Tired of listening to someone Geek-out on some fancy beer lingo that you don't understand?

Here are some of the most commonly used terms one will encounter on a beer label or description.

 BU:GU  This is a ratio between the IBU (Bitterness) and the Gravity (sweetness) in a beer. The ratio attempts to quantify a beer's balance. A 1.00 would be "Very hoppy" while a 0.00 would be "Crazy Sweet". A balanced beer is a 0.5 while anything over 1.00 is "Crazy Hoppy".. Many people over emphasis the importance of IBUs in a beer (its Bitterness) and fail to realize IBUs alone do not define a beer's characteristics. A beer needs balance. Although BU:GU is not a perfect measure it does help demonstrate the bitter to sweet balance of a beer. One of the best write-ups can be found by Finn Hill Brewing

 IBUStands for International Bitterness Units. This is the measure of how much bitter hop resin (Alpha Acid) is in the beer.
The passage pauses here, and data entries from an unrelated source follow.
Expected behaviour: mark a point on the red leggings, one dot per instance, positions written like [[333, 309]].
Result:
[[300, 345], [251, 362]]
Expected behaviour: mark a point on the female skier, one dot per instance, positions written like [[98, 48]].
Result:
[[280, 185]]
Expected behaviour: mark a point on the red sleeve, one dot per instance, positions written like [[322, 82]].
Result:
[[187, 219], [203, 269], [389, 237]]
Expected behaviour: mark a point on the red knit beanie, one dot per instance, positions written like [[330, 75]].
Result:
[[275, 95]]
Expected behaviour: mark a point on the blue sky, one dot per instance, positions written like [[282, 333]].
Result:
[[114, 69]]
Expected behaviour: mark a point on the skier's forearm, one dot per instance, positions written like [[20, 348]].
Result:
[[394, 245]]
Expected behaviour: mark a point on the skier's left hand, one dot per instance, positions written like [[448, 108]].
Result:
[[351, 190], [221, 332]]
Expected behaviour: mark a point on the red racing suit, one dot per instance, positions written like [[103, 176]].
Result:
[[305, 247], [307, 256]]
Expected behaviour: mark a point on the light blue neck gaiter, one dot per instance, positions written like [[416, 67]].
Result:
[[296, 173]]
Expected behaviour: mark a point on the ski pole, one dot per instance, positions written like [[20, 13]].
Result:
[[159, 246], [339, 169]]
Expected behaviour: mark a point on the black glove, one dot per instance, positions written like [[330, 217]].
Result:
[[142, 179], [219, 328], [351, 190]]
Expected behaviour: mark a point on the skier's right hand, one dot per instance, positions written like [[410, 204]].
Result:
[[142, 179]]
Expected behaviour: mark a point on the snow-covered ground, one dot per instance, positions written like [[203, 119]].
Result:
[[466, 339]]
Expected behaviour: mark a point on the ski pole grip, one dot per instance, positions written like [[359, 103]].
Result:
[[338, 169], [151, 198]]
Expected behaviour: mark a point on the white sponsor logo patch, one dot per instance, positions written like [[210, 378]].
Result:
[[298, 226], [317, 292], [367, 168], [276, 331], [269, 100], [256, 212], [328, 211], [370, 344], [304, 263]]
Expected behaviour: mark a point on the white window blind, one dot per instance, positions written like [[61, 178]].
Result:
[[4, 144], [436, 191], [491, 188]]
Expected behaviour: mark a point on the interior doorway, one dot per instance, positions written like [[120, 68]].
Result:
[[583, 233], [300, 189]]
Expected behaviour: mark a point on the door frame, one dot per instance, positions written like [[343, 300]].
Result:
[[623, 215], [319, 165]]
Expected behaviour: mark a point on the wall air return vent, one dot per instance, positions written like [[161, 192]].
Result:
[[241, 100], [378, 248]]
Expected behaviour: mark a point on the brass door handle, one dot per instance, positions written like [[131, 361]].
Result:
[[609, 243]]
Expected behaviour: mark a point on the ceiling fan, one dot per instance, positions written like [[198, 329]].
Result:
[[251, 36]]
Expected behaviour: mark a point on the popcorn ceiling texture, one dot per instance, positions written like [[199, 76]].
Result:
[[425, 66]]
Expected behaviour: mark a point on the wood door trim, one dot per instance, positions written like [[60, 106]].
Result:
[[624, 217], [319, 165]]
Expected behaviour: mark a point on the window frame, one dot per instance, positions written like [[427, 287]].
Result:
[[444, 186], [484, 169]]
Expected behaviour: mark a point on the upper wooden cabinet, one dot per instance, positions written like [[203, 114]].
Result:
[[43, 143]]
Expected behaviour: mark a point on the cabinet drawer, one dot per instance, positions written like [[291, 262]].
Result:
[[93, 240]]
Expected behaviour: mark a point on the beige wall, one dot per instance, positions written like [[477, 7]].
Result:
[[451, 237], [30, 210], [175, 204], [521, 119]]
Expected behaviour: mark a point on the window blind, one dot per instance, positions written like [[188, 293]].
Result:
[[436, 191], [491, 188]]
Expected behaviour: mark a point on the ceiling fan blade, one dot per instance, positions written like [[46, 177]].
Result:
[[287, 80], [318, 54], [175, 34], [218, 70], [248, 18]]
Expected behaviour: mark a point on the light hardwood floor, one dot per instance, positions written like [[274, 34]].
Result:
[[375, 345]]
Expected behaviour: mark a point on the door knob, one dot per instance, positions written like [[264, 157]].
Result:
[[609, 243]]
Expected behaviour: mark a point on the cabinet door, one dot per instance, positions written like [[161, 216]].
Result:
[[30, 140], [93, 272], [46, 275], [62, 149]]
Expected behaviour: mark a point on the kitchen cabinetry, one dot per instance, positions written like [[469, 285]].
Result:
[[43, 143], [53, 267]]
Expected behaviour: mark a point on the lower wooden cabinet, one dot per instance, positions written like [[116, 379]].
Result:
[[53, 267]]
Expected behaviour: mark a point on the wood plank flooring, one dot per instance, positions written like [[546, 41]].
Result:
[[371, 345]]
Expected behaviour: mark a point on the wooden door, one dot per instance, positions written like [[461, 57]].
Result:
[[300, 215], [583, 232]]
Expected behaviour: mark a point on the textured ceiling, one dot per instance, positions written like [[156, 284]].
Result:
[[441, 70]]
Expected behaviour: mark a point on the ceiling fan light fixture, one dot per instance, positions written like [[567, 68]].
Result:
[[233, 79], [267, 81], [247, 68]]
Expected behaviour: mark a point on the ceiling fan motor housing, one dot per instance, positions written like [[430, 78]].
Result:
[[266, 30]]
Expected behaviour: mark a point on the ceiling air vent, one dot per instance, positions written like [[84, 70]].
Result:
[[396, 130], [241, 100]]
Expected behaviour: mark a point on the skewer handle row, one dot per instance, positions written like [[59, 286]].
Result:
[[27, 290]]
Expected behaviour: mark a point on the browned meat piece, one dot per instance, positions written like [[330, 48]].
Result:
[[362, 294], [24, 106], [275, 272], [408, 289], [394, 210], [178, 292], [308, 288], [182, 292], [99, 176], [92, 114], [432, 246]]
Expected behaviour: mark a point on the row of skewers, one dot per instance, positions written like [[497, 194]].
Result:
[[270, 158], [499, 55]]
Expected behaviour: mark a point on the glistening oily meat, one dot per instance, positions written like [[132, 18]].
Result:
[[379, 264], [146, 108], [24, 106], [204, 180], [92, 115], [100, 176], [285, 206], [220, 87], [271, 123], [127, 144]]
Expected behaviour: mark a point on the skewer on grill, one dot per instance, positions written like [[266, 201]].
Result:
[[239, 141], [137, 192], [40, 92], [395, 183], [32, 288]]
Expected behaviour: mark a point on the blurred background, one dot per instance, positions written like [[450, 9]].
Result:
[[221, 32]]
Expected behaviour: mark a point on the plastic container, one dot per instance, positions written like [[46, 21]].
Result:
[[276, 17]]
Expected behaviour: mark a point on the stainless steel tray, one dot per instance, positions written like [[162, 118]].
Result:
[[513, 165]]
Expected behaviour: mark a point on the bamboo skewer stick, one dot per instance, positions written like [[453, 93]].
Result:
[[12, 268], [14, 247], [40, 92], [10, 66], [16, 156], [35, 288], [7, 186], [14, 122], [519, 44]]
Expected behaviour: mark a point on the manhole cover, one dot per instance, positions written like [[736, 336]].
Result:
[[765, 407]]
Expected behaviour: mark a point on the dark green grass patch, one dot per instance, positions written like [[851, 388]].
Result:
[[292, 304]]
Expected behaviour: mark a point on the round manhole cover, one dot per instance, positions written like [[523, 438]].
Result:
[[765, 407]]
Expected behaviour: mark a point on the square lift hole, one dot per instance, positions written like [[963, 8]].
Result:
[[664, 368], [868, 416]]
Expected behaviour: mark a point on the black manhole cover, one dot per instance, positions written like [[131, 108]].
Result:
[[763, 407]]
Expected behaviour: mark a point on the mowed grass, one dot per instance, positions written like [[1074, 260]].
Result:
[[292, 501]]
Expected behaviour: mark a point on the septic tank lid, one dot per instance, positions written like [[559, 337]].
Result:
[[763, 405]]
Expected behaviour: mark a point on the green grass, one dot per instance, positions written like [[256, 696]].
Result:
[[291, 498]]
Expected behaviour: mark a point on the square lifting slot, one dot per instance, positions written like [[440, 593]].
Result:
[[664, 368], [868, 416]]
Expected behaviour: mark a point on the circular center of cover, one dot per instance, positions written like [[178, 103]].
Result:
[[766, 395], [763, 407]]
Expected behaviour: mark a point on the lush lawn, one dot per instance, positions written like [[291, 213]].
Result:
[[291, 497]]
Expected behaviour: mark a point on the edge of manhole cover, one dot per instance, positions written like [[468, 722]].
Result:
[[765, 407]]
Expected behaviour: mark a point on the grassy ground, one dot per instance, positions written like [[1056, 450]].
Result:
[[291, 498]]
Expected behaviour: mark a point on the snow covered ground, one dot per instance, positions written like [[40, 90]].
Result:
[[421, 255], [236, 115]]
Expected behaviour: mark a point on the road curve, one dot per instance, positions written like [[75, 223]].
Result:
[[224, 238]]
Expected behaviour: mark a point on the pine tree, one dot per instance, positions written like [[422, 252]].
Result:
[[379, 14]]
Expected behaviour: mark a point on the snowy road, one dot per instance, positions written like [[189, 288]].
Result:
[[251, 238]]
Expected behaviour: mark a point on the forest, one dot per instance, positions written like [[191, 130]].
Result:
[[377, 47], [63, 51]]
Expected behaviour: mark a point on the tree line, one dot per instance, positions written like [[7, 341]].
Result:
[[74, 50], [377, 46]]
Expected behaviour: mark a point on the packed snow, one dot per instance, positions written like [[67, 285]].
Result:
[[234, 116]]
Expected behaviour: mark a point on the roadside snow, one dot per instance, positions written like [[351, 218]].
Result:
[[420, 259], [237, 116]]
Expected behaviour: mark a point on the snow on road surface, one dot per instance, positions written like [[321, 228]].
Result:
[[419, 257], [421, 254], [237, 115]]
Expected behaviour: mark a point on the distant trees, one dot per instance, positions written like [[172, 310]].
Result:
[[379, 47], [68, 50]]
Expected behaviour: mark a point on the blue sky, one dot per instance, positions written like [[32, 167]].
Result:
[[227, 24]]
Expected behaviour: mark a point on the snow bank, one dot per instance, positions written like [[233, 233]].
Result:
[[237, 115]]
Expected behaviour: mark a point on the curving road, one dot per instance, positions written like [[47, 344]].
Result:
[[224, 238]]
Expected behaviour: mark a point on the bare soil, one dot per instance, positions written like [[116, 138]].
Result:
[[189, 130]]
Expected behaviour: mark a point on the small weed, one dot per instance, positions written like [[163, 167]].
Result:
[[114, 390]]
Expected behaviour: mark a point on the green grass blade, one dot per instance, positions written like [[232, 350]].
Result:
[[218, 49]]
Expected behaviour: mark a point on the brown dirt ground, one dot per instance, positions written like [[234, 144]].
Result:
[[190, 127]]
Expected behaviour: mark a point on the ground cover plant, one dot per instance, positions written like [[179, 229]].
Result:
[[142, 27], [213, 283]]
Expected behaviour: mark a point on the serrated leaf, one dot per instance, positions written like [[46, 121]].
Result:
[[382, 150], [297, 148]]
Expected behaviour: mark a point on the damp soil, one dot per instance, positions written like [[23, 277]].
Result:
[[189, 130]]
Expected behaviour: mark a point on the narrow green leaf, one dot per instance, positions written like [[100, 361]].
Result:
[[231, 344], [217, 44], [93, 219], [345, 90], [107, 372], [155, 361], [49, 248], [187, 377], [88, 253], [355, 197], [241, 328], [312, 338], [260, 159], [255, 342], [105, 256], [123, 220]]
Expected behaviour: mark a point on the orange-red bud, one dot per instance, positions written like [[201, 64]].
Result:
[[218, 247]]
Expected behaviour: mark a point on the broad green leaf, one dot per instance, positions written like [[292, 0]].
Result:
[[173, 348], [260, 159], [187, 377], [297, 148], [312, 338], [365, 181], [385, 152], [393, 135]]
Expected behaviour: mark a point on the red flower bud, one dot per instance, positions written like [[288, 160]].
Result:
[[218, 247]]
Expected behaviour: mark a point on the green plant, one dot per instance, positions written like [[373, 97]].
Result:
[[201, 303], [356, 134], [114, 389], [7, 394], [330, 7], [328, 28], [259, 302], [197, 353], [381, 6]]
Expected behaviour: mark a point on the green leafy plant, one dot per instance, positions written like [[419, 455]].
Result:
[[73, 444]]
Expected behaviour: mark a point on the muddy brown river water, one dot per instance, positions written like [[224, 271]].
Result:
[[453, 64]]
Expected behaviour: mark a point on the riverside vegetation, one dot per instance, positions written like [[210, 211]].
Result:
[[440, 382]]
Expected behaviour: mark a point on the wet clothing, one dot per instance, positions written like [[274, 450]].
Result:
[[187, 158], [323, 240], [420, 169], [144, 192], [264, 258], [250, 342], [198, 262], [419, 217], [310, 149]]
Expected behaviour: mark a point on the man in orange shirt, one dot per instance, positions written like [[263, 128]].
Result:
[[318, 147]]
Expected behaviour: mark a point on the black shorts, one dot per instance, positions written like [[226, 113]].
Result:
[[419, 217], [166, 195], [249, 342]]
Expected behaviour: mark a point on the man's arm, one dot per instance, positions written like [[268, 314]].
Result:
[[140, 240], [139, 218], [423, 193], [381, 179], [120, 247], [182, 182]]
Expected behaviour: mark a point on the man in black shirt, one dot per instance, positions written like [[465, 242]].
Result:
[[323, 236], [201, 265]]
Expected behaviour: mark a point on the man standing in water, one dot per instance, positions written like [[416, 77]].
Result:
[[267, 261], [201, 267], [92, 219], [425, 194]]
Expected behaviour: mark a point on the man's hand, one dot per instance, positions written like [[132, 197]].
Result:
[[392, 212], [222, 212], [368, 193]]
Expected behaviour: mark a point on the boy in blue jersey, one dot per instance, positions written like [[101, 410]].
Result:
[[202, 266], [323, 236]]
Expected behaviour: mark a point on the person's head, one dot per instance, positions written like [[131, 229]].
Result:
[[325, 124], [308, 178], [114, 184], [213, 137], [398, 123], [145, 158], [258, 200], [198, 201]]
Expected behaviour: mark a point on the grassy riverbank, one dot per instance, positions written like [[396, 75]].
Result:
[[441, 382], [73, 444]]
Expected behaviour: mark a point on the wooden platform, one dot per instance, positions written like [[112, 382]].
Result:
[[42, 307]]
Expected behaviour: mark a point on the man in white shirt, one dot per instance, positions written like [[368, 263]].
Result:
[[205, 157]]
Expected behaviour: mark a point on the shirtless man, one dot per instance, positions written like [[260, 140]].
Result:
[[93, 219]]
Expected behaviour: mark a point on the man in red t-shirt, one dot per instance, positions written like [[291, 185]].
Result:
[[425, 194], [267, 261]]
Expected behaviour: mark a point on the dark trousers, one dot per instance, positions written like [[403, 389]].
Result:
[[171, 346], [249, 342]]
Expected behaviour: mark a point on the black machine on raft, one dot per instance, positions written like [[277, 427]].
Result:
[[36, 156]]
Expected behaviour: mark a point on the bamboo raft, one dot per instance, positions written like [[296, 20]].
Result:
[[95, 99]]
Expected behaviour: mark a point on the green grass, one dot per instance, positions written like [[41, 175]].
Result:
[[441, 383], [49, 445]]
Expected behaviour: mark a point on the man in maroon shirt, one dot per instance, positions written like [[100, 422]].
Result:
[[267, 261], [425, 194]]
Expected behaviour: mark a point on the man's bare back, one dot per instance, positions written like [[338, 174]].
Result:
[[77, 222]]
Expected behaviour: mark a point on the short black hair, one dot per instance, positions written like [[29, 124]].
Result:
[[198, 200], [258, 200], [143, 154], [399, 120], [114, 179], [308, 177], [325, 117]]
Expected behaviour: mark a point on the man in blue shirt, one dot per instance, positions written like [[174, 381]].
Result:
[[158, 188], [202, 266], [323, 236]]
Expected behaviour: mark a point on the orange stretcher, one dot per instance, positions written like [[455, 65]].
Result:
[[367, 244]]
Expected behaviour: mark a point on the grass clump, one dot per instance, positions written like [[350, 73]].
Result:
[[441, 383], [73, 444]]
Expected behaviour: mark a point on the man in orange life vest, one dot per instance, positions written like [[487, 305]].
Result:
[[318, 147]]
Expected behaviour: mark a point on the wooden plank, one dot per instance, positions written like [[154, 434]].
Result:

Recently too much emphasis has been placed on IBUs by undereducated beer geeks who believe a beer is defined by the IBUs listed on label. Interested in reading more? Read a more in depth discussion on the IBU page.

Final Gravity - A measure of sugar content dissolved in water after the beer is fermented
Original Gravity - A measure of sugar content disolved in water before the beer is fermented

As sugar dissolves in water the solution becomes denser. OG and FG measure the density of water to determine the quantity of sugar - or maltose (the sugars used to make beer). Yeast eat sugar and creates alcohol. The OG is the sugar available for the yeast to make alcohol. The FG is the sugar remaining after the fermentation process is complete. The difference between OG and FG determines the alcohol content of a beer.
In addition, the FG can indicate the sweetness of a beer. In general, a low FG is a dry, thin beer and a sweet, full-bodied beer will have a high FG. These readings can be in Plato or Specific Gravity. Sweeter beers are 5plato or 1.020 Specific Gravity. Crisp, dry beer will measure around 2plato or 1.008 Specif Gravity

 These definitions are tough to come buy. This definition should help put a gauge on brewery size based on name. A craft brewery is a "small, independent and traditional" brewery. The craft brewery must produce less than 6 million barrels a year. A micro-brewery must produce less than 15,000 barrels a year. A nano-brewery is a less defined category, but should produce less than 5,000 barrels a year and distribute to a very small local region. Many extend the definition of a nano-brewery to include the brew system. If the brew system is smaller than 7.5barrels than it is a nano-brewery. A pico-brewery is a relatively new term. It is applied to breweries with systems 3bbls or smaller who produce less than 600 barrels a year. Essentially a large scale home-brewer. Read more.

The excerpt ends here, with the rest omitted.